The cracks are starting to show…

Missionaries often have a reputation of being holy, serene and really spiritual people. I believed this too when I first started, but I soon realised I was wrong. For those who count themselves as missionaries, what I’m about to say will be no surprise to you. To others, you may have heard this, but do not yet quite believe this. Missionaries are broken, unholy and sinful. I would say, we are just like everyone else. I might go as far to say we are even worse.

Believe it or not, we squabble, get frustrated, offend people, throw petty tantrums (with others and with God). We develop saviour complexes; we go through seasons of being arrogant and believing that God called us because we are special and have the answers. We delude ourselves that God wants us to save the world. We fail in our Bible reading and our prayer life. We can be bad tempered. We try to do too much. We get caught up in ourselves and forget the important things. We continuously gets it wrong while trying to maintain the facades of getting it right, lest we be found out.

However, there is a painful privilege of being a missionary, and that is of the refiner’s fire. When you first arrive in your new country, you are suddenly like a young child. You literally know nothing. You don’t recognise half the things in the shops and markets; everything is unintelligible; even crossing the road becomes a totally different process. Nearly everything you took for granted is gone. Suddenly you are utterly dependent on others and on God.

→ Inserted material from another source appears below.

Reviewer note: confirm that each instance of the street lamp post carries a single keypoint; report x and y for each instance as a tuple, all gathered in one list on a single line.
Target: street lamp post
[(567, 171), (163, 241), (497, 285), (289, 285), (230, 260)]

In the first stage of arrival, praying constantly is easy. “Lord, give me strength and wisdom to go to the market and buy the food that won’t make me sick. Lord, help me understand what is happening.” I have a special travelling prayer: “Lord, keep me safe or make it quick.” Amen.

That stage comes and goes and after a while you become adept at surviving. But God isn’t done with you yet. Throughout the years we experience culture shock, frustrations, unexpected obstacles, leaks, floods, hot season, rats, mosquitoes, ants, bed bugs, power cuts, sickness, trying to survive a pandemic in a country where you don’t understand what is happening, other missionaries, lack of faith of the locals, your own lack of faith, not seeing progress and the fruits of your labour, feeling unappreciated. It can be hard. And the worst part of it is that it reveals to you how sinful you are. I can be short tempered. I can be resentful. I can be nasty. Not a little bit nasty like a frustrated cat; I can be a sly, spiteful, sharp-tongued, serpent spitting venom when I feel cornered. The missionary life (and I am told marriage is the same) is a mirror that shows you for who you really are. It’s also an x-ray machine, exposing what lies beneath the veneer of respectability. Missionaries are nice people, except when we are not. And that turns out to be a lot of the time.

But there’s two things that we can do with this horrifying information. We can become hardened and bitter. We can focus on the problems of other missionaries (because, don’t worry, they’ll have them too). We can establish a martyr complex. We can complain and close our hearts to those around us. This does happen.

The other thing we can do is realise we are in complete and total need of Jesus. His grace and power alone can sustain me. I’m becoming more and more convinced that God didn’t send me here to save the locals. God sent me here to save me from myself.

I’ve downloaded the Church of England’s “time to pray” app, that guides you through the morning and evening prayers found in The Book of Common Prayers. Every day it starts with “O God, make speed to save us. O Lord, make haste to help us.” Everyday we need saving. We need saving from our spiteful, supercilious, self-centred, sinful selves. Everyday, we need God’s assurance of salvation and his power to help us.

And my hope is, that eventually, God chips away at me enough, that the cracks grow large enough, the veneer wears down so thin that the love and grace of God in me shines through. I hope that the grace that I cling to and the mercy that upholds me becomes what people see. I don’t want people to say “Thomas is such a holy, serene and spiritual person.” I want people to say, “Thomas is broken and weak; but his God is good.” I want the cracks to start showing my beautiful salvation.